Are you married? I know, I can tell.
Just kidding. Today’s post comes to you from Costa Rica, where ticos (male Costa Ricans) and ticas (female Costa Ricans) can tell whether or not you’re married based on the heartiness of your meal. Or so legend says. In the “olden” days, a tico or tica could tell whether or not a person was married based on the size of the meal (usually lunch) they ate. People with bigger meals were obviously married, and those with small meals were single.
I am currently in Costa Rica for a summer job; it’s beautiful, humid, and exotic. The rainy season has arrived, so it rains daily, mostly in the afternoons.
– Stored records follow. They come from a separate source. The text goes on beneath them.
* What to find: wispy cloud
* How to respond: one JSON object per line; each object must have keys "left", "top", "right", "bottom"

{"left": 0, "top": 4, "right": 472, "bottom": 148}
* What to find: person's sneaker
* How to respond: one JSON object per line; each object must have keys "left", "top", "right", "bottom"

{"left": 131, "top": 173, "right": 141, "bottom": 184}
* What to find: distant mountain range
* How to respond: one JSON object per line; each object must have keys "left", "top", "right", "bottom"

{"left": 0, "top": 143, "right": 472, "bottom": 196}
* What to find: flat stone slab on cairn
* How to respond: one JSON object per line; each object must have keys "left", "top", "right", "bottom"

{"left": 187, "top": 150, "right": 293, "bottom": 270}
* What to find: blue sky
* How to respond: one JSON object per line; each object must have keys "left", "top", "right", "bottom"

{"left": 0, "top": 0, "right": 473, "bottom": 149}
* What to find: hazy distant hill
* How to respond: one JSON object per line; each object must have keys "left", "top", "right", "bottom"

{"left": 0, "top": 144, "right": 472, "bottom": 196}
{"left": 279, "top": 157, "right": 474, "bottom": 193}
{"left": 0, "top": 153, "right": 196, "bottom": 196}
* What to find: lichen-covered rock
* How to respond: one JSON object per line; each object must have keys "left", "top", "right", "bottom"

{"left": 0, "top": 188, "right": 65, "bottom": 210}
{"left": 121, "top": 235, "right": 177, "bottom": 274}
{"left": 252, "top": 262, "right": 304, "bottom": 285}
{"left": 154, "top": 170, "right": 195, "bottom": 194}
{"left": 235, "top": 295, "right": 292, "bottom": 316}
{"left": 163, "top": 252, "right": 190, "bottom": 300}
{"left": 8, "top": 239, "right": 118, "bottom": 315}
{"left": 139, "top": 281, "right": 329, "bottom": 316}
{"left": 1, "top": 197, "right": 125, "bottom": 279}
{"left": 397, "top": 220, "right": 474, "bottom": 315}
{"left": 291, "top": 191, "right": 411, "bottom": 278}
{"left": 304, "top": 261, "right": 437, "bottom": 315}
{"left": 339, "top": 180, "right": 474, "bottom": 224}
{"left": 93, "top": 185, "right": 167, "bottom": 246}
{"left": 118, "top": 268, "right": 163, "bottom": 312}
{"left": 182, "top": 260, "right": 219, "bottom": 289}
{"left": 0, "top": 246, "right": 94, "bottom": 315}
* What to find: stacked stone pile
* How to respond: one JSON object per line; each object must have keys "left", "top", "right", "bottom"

Torrential down pours are preceded by clear skies, and followed by fresh, cool air. The country breathes life, and fills visitors with love. There is a reason the country’s saying is pura vida (pure life). People here are so happy and full of life!
Last week a co-worker, Emily, took me to her favorite place to eat in San Pedro, a neighborhood of the capital city, San Jose. This restaurant, was more like a food stand that was attached to a supermarket. It is run by a Jamaican woman, and so naturally the dishes served had a Caribbean influence. Emily introduced me to casado; it is comprised of a meat (diner’s choice), rice and beans, plantains, and a salad. This particular casado boasted an Afrocaribbean flare. It wasn’t spicy per se, but flavorful, with a tiny kick. Before I leave, I will return, and really engage my taste buds so that I can recreate the flavors at a later date.
Traveling enlightens and opens our minds, our perspectives, but I think we often forget that travel also opens our mouths to new foods and flavors. I think that is one of my favorite parts of travelling; I get to be in foreign places, collect cooking ideas (and cooking equipment), and then recreate my favorite dishes from far away places in the comfort of my own home.